As esperanças foram levantadas e frustradas repetidamente. O cessar-fogo de abril e o acordo de paz de junho ambos ruíram mais rápido do que um castelo de cartas em um furacão. Alguns petroleiros fugiram durante a breve janela do memorando de entendimento (MOU), mas 6 mil marinheiros em 500 navios permanecem presos, de acordo com a Organização Marítima Internacional da ONU.

“Essas são pessoas inocentes treinadas para fazer o trabalho, não para combater”, disse Arsenio Dominguez, secretário-geral da IMO. “Os navios não podem se defender contra mísseis e drones.” Savio Ramos, secretário-geral do Sindicato Marítimo da Índia, comparou a situação à prisão: “Você não sabe para onde está indo, não sabe o que está fazendo. Isso afeta você depois de um tempo.”

A maioria das tripulações recebe suprimentos trazidos da costa, mas não há escapatória. Alguns membros da tripulação indianos foram para casa, mas apenas se outros oficiais seniores se voluntariarem para substituí-los – uma proposta difícil quando seu escritório pode ser atingido por um míssil. As negociações mediadas por Omã estão em andamento, mas um acordo proposto daria ao Irã controle sobre o tráfego no Golfo, o que os armadores acham tão atraente quanto um buraco no casco.

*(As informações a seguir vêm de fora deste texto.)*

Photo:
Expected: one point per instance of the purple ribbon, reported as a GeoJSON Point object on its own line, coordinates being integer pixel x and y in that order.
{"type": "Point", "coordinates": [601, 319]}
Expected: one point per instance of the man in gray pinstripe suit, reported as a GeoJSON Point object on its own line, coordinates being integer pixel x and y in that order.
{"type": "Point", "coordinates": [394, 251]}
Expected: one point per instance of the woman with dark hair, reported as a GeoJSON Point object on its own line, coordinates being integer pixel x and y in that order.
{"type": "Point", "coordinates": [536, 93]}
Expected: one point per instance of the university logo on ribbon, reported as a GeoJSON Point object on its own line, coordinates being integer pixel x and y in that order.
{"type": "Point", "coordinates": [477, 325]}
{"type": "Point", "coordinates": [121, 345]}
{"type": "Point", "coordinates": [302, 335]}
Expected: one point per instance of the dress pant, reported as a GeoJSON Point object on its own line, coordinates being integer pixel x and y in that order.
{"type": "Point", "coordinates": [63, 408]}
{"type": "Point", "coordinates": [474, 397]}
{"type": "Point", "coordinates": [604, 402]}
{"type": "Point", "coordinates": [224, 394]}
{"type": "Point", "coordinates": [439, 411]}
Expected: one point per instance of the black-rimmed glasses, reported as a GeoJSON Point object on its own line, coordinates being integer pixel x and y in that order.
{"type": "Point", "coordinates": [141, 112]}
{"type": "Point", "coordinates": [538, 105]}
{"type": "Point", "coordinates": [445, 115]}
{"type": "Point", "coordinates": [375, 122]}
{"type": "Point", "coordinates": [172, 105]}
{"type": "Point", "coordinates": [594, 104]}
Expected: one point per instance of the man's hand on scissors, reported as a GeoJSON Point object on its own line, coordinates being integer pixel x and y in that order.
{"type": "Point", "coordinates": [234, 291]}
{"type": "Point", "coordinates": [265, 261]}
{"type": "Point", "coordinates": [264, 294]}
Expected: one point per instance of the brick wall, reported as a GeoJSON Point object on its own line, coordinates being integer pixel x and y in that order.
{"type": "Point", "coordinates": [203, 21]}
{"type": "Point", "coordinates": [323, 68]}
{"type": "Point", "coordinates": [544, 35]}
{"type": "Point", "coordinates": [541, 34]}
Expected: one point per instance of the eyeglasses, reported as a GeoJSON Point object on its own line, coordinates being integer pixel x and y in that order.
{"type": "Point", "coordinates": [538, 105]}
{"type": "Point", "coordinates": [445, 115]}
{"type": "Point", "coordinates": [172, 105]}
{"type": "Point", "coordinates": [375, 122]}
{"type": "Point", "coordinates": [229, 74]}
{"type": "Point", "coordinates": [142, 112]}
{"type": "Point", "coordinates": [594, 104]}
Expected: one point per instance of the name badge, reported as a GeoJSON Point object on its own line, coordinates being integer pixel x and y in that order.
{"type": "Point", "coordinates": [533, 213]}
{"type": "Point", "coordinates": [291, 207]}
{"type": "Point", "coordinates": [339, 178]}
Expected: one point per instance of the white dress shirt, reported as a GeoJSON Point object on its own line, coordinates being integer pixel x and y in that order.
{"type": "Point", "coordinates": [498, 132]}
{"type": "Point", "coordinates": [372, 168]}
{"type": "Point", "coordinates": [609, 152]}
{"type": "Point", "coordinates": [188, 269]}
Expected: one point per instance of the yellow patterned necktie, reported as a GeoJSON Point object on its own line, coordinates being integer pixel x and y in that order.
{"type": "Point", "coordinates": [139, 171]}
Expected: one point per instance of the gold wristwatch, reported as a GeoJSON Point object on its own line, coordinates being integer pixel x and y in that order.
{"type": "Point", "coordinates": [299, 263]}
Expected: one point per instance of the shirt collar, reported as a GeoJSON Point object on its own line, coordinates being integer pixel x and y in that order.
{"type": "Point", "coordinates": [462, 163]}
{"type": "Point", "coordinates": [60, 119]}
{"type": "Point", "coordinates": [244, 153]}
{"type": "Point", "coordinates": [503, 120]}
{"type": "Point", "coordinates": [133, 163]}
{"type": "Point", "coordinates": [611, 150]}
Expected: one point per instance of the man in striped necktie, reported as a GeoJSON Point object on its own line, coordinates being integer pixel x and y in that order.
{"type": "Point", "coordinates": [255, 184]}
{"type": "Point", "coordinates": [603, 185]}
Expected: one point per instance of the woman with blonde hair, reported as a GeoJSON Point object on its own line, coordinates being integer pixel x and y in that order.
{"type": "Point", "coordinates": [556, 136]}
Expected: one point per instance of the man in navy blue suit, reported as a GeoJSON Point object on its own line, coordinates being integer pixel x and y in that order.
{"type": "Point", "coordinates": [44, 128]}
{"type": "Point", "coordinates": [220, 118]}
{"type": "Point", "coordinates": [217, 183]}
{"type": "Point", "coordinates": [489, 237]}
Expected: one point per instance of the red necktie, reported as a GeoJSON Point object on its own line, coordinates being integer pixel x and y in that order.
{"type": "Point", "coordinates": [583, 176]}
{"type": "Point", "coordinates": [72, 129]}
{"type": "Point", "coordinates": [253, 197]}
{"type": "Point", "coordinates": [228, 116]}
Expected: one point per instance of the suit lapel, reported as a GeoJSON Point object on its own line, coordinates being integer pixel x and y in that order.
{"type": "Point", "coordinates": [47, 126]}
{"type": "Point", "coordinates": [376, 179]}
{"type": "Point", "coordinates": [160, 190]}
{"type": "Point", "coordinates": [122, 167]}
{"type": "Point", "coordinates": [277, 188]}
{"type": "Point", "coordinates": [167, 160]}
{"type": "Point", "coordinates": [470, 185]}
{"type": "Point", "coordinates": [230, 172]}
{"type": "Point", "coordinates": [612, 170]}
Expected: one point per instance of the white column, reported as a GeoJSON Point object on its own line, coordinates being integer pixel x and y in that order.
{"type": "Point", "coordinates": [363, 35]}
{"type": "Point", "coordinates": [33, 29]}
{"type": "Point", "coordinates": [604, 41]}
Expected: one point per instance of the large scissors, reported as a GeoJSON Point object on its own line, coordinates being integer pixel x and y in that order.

O tráfego pelo estreito despencou. Na semana de 27 de julho a 2 de agosto, apenas 52 navios não ligados ao Irã transitaram, mais 32 ligados ao Irã – 84 no total, pouco mais de 10% da média pré-conflito de 700 por semana. Isso deixa 70 grandes petroleiros de empresas convencionais presos desde fevereiro, e outros 65 que entraram após o MOU e não podem sair.

Quem são essas almas azaradas? Provavelmente principalmente indianos e filipinos, os dois maiores fornecedores de marinheiros do mundo, com 312 mil e 460 mil trabalhadores, respectivamente. E o perigo não está confinado ao Golfo – as hostilidades se espalharam para o Mar Vermelho, Iraque e Mar Negro, onde Rússia e Ucrânia agora atacam os navios um do outro. A Lloyd's List chamou julho de “um dos meses mais mortais já registrados para marinheiros comerciais”, com 24 mortos desde 1º de julho.

Pessoas da indústria temem que, se isso continuar, menos marinheiros vão querer navegar para o perigo – ou ir para o mar de forma alguma. Como Dominguez apontou, sem marinheiros, 90% das mercadorias transportadas por navio não chegarão ao destino, e todos nós sentiremos. Então, da próxima vez que você comprar algo que chegou por mar, pense um pouco nas pessoas presas no Golfo, esperando por um acordo de paz que realmente se sustente.